Jeb: It's "not important to me" whether there's a vote on Obama's SCOTUS nominee

We began discussing this last night when the tragic news broke about the death of Justice Scalia, and as predicted the question has caught fire already. The President already said he will be nominating someone, but will the Senate take up the question while he is still in office? We have the answer from several presidential candidates already and one of them is Jeb Bush. It’s really not that important to him.


JEB BUSH: I think President Obama is going to submit a nominee and in all likelihood this person will be out of the mainstream and he’ll be rejected by the Senate. That’s his prerogative. He has every right to do it, and the Senate has every right not to confirm that person. That’s what I said. He clearly has the power to do it, but given his choice of Supreme Court justices in the past the Senate of the United States should not confirm someone whose out of the mainstream.

DANA BASH: But if I could just clarify, right now it sounds as though…


DANA BASH: …the Republicans who run the Senate aren’t even going to schedule a vote. You think that one should be scheduled?

JEB BUSH: It’s up to Mitch McConnell. That’s really not important to me.

That was a rather telling moment, particularly given that he’s had a full night to think it over. The question is actually going to be of extreme interest to everyone voting in the GOP primary if I’m any judge of things. There were multiple discussions on the logistics of failing to vote on a nominee as well as the political fallout going on this morning. Jake Tapper, responding to our colleague Hugh Hewitt, offered one observation as to how Republican Senators and GOP candidates for those offices would be impacted.

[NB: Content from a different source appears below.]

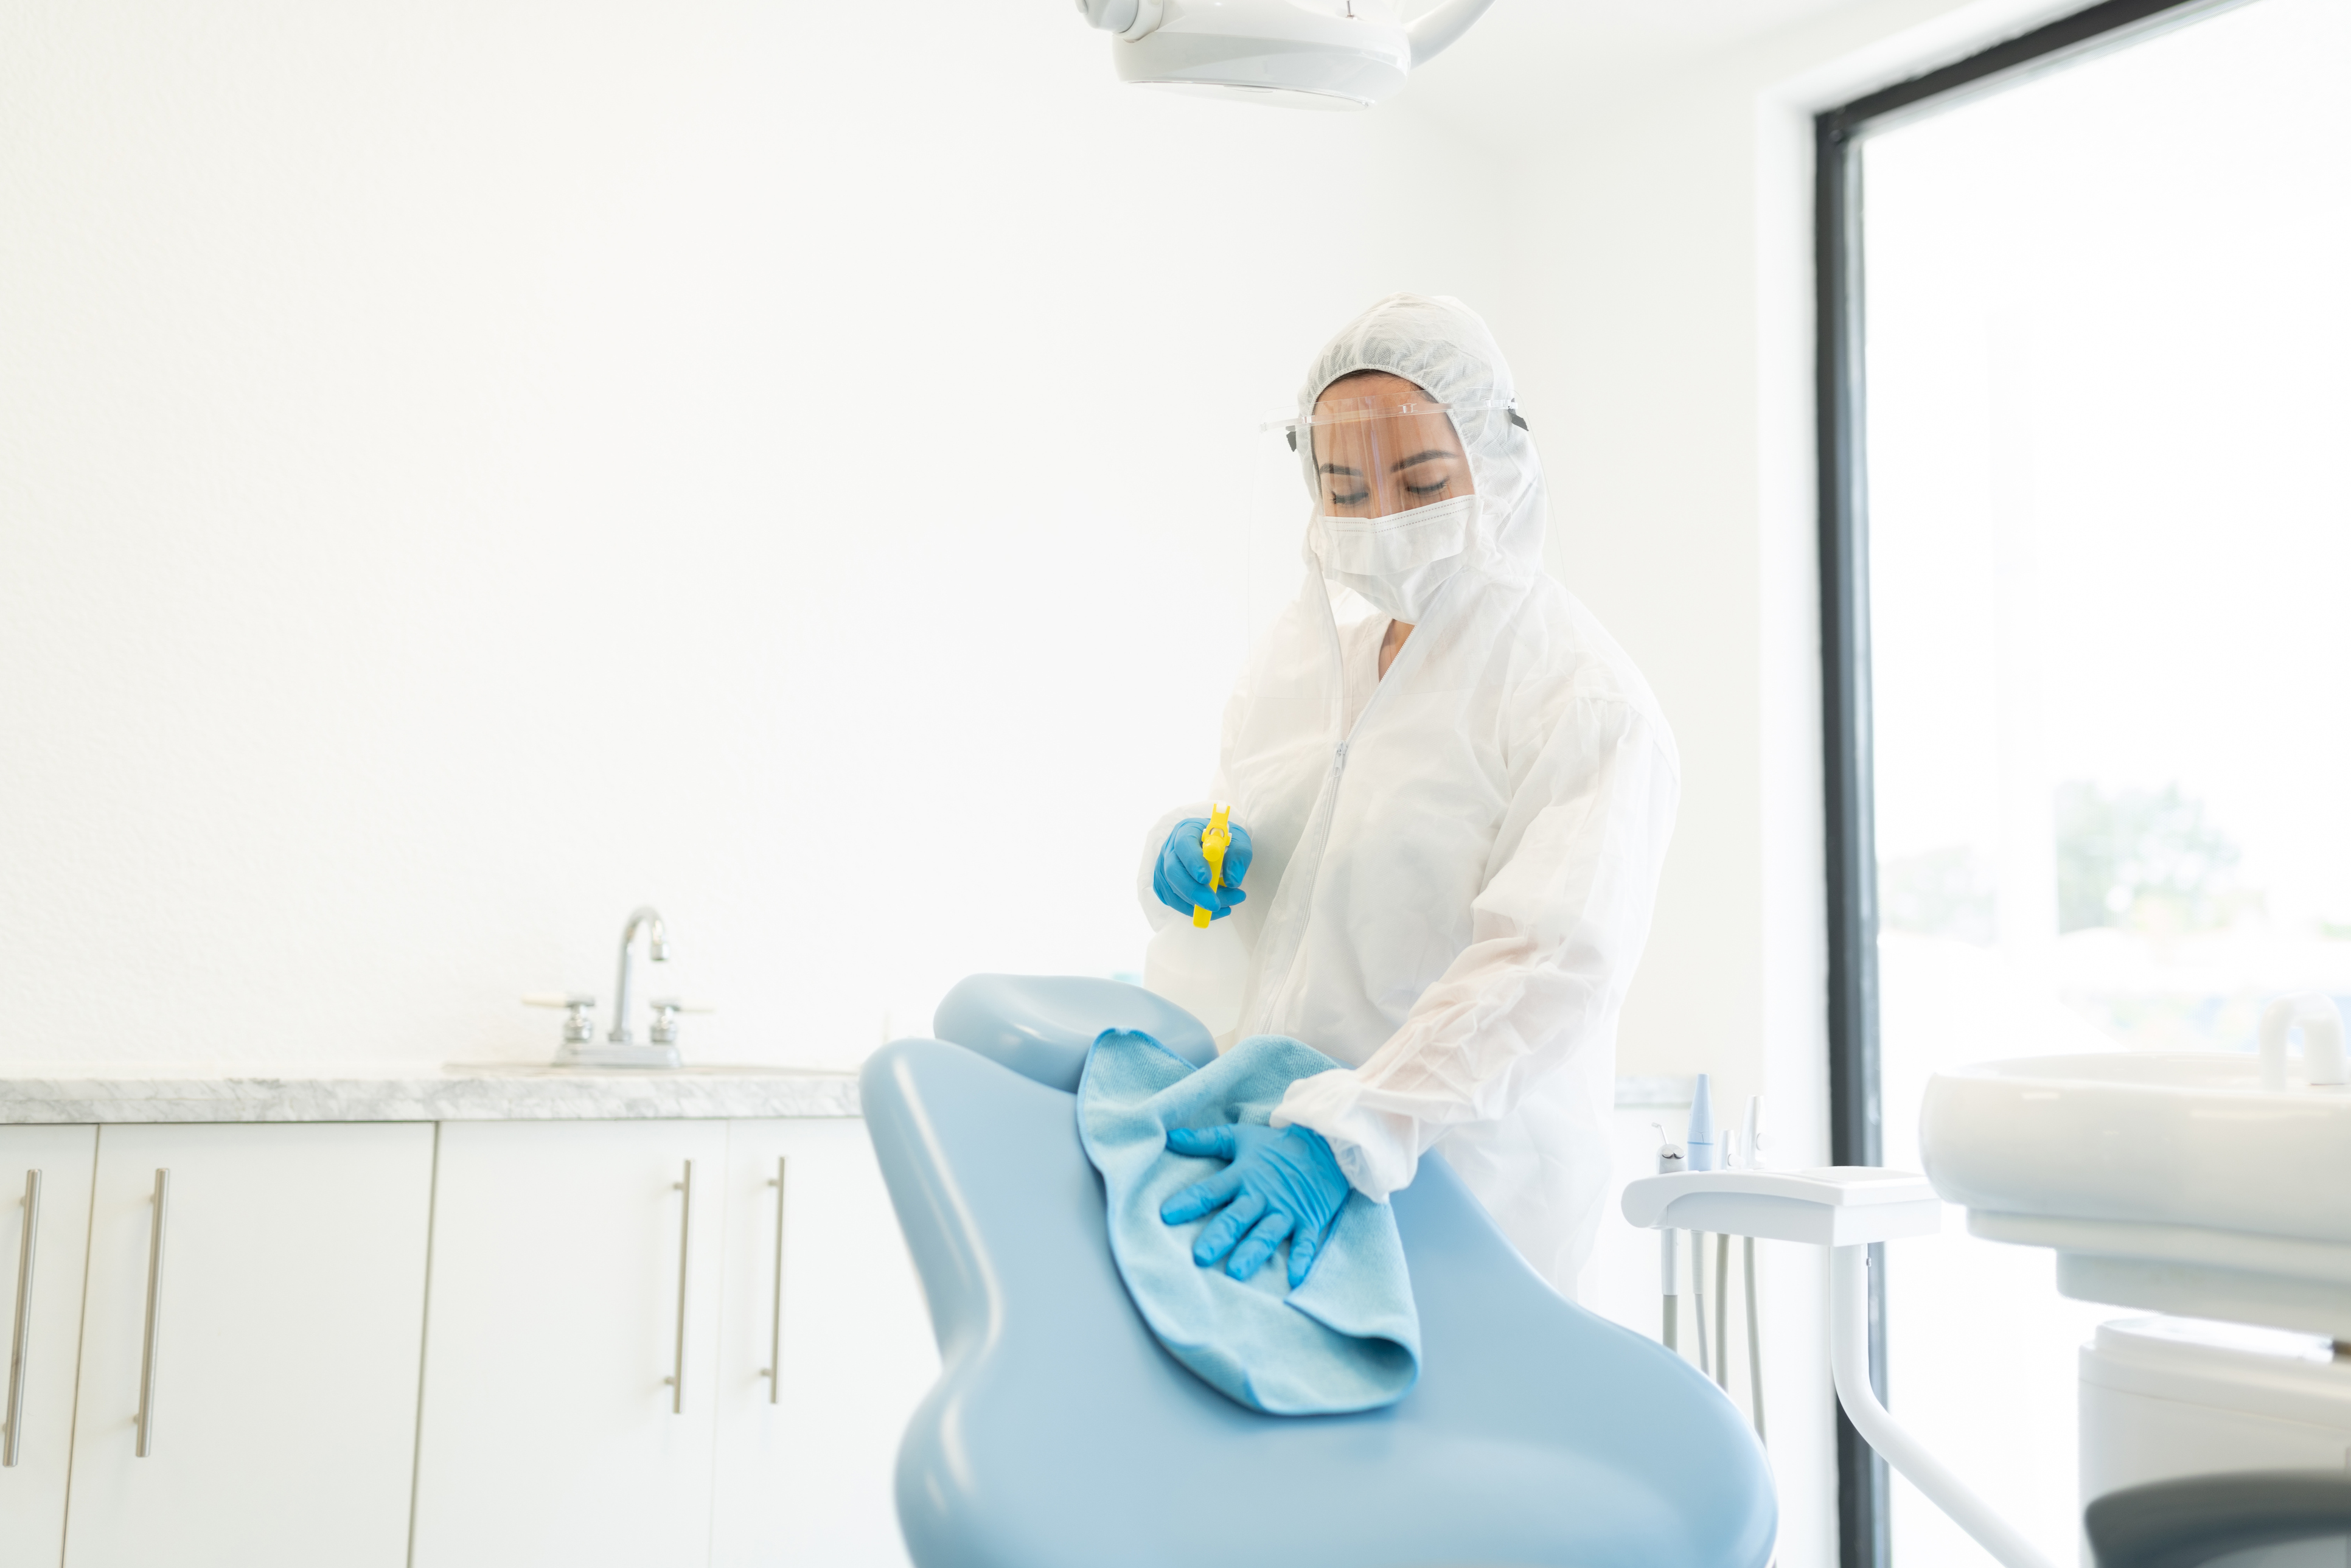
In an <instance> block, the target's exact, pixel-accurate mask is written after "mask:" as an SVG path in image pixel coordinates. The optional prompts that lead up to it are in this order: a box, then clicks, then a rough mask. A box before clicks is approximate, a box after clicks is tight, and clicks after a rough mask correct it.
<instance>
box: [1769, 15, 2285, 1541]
mask: <svg viewBox="0 0 2351 1568" xmlns="http://www.w3.org/2000/svg"><path fill="white" fill-rule="evenodd" d="M2243 2H2248V0H2104V2H2102V5H2092V7H2088V9H2081V12H2074V14H2071V16H2059V19H2057V21H2050V24H2045V26H2038V28H2034V31H2029V33H2020V35H2015V38H2008V40H2003V42H1996V45H1991V47H1989V49H1982V52H1977V54H1970V56H1965V59H1958V61H1951V63H1949V66H1940V68H1935V71H1925V73H1921V75H1914V78H1909V80H1904V82H1895V85H1893V87H1881V89H1878V92H1871V94H1864V96H1860V99H1853V101H1850V103H1841V106H1838V108H1829V110H1822V113H1817V115H1813V277H1815V294H1813V310H1815V442H1817V480H1820V693H1822V726H1820V729H1822V748H1824V757H1822V762H1824V769H1822V797H1824V802H1822V804H1824V809H1827V867H1824V870H1827V884H1829V900H1827V914H1829V1159H1831V1161H1834V1164H1838V1166H1876V1164H1883V1138H1881V1128H1883V1107H1881V1098H1878V879H1876V816H1874V799H1871V773H1874V755H1871V717H1869V715H1871V708H1869V592H1867V583H1869V489H1867V430H1864V421H1862V411H1864V397H1867V386H1864V357H1862V348H1864V315H1862V308H1864V294H1862V160H1860V139H1862V134H1864V132H1867V129H1871V127H1874V125H1878V122H1886V120H1890V118H1893V115H1902V113H1907V110H1933V108H1942V106H1944V103H1937V101H1954V99H1956V96H1972V94H1975V92H1991V89H2001V87H2008V85H2012V80H2017V78H2024V75H2031V73H2038V71H2045V68H2055V66H2062V63H2069V61H2071V59H2074V56H2083V54H2095V52H2104V49H2114V47H2123V45H2130V42H2137V40H2142V38H2144V35H2149V33H2156V31H2165V28H2170V26H2177V24H2184V21H2201V19H2203V16H2210V14H2215V12H2222V9H2231V7H2233V5H2243ZM1869 1382H1871V1385H1876V1392H1878V1399H1886V1248H1883V1246H1871V1248H1869ZM1890 1526H1893V1514H1890V1507H1888V1486H1886V1460H1881V1458H1878V1455H1876V1450H1874V1448H1869V1443H1864V1441H1862V1434H1860V1432H1855V1429H1853V1422H1850V1420H1846V1413H1843V1408H1838V1410H1836V1537H1838V1549H1836V1554H1838V1568H1890V1566H1893V1528H1890Z"/></svg>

There were multiple people hitting Hugh on how the Senate was “obligated” to bring the nominee up for a vote. Hugh, himself a professor of constitutional law, was having none of it.

Hugh was on the Sunday morning roundup going into even more detail. (Daily Caller, with video at the link)

“If I were a Republican — whether the Majority Leader all the way down to the county clerk — and every nominee I would say no hearings. No votes. Lame ducks don’t make lifetime appointments.”

“There is no precedent,” he continued. “And I will simply add, the base will not forgive anyone. Senators will lose their jobs if they block the blockade. There should be an absolute blockade on this.”

That’s going to be a common sentiment in Republican circles, but I’m not at the point where I’m ready to call it a done deal. First of all, the Democrats and their allies in the media will be pouring on the heat in nearly unprecedented fashion to force a vote. In order for the “blockade” Hewitt references to hold, both Chuck Grassley and Mitch McConnell will have to maintain stiff spines for nearly a solid year. Now let’s say they both caved and it came to a floor vote. Look over the list of members for a moment and tell me if you don’t think the Democrats could come up with roughly a baker’s dozen Republicans who would vote to confirm an Obama nominee. But then again, I suppose I’m just a bitter old skeptic.


On the matter of the rules, the Constitution is absolutely clear on this one, though some Democrats suddenly seem to have trouble reading the text. The President is entitled to nominate a replacement justice as soon as he likes and nobody can legally stop him. Then, in their advise and consent role, the Senate will take up the question. There is no time limit mentioned in the Constitution as to how long that might take. Under current Senate rules the nomination must first make it out of Chuck Grassley’s committee and then Mitch McConnell would need to schedule it for a vote before that takes place. And if it takes a long time to get that done, the only people who the Senators answer to are the ones who elect them.

Sorry, Democrats, but that’s pretty much the end of the story.